Saying "you'd have to be careful for counters like Reverse Attack and Block..." is akin to saying "you should know what cards exist in this game." It applies to all instances of 1 mage targeting another mage.
If someone wants to spend magic to dissolve the wand then they aren't dissolving something else, which is fine by me. Dispel Hawkeye? It just weakens the effect of the spell. If my opponent wastes a Dispel on Hawkeye I've probably already won, since the Priestess lives and breathes powerful enchantments that make for much better targets.

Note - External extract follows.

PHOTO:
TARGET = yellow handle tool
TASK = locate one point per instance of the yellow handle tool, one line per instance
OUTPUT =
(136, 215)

Basically: If the opponent actually takes time out of his or her turn to try and mess with this then he or she is a bad player, because I should be playing much more antagonizing things than this in any given turn. This combination does not warrant attention from the opposing spellbook, and, if given, you are winning in another way. This combination is crowd control, because it's exactly the kind of thing a good player will not waste resources on trying to interrupt, and yet it gains you something in the game for a very small cost/setup time.
-nihil
EDIT: Upon re-reading this I think it looks kinda jerkish. I apologize, as that was not my intent. I'm not certain how to re-word it so as to not sound that way, though, so I am leaving the original message text intact. Just wanted to say that I'm not a jerk, and wasn't trying to be one. My basic premise above is that, yes, there are counters to just nearly everything in this game, but as far as pure theorycrafting goes, there are much more tantalizing targets for such counters than this particular combination of cards, which is exactly what makes it a good combination of cards, since this combination does not make a strategy, and can be cheaply included in any priestess spellbook as a simple little annoyance for the opponent that will likely stick around in the long game.